Building Blocks > Solution-Specific Building Blocks > Operation KPI Building Block > Database Availability Loss and Its Implications
Database Availability Loss and Its Implications
The DPM solution uses two databases: the DPM database that is created when the solution is initially deployed, and the ThingWorx database. A database can become unavailable for many reasons, such as regular database maintenance, loss of network connection, or disk failure. In the event that either database becomes unavailable, there is the potential for either the loss of data that is incoming through data automation, or the duplication of this data.
When lost or duplicated data includes job order, material master, or target quantity events, any subsequent events and counts can be recorded against the incorrect job orders or materials.
When lost or duplicated data includes production count or scrap count events, the value for the production and scrap counters can become incorrect. For rollover counters, this has a negative ripple effect. For more information on rollover counters, see Setting Up Data Automation.

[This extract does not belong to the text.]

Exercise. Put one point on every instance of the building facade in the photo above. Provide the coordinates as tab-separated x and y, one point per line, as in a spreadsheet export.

Both DPM and ThingWorx have processes in place to avoid data loss or duplicated data in most scenarios when a database becomes unavailable:
If the DPM database becomes unavailable at any point during batch processing, the batch processing quits at that point. The PTCLastProcessedEventTimestamp property is set to the timestamp of the last successfully processed event. The next time the automation event timer is triggered, the value stream is queried for unprocessed event data. All events with a timestamp that occurs after the current PTCLastProcessedEventTimestamp property value are processed, including the events that were not yet processed when the batch processing previously quit.
If the ThingWorx database becomes unavailable, event data is written to the value stream queue. ThingWorx has a retry mechanism to reestablish the connection to the database. When the database becomes available, entries from the value stream queue are added to the value stream.
This topic describes the uncommon scenarios in which database unavailability can result in data loss or duplicated data, provides information on what can be done to identify when these scenarios have occurred, and how to address resulting data issues.
Data Automation Flow
To better understand these scenarios, it is useful to understand the high-level flow for processing event data from data automation. The following flow is followed by every pacemaker that is configured for data automation:
1. Event data is received through data automation. Good quality data is written to the value stream queue. Entries from the queue are added to the value stream.
2. The automation event timer is triggered, and batch processing begins:
a. The value stream is queried for unprocessed events. Unprocessed events are those events which have a timestamp that occurs after the current value of the PTCLastProcessedEventTimestamp property.
b. The queried events are processed for each timestamp, in order.
c. Production counts and scrap counts are buffered to consolidate the counts into groups for each counter.
d. The grouped counts are inserted into the DPM database.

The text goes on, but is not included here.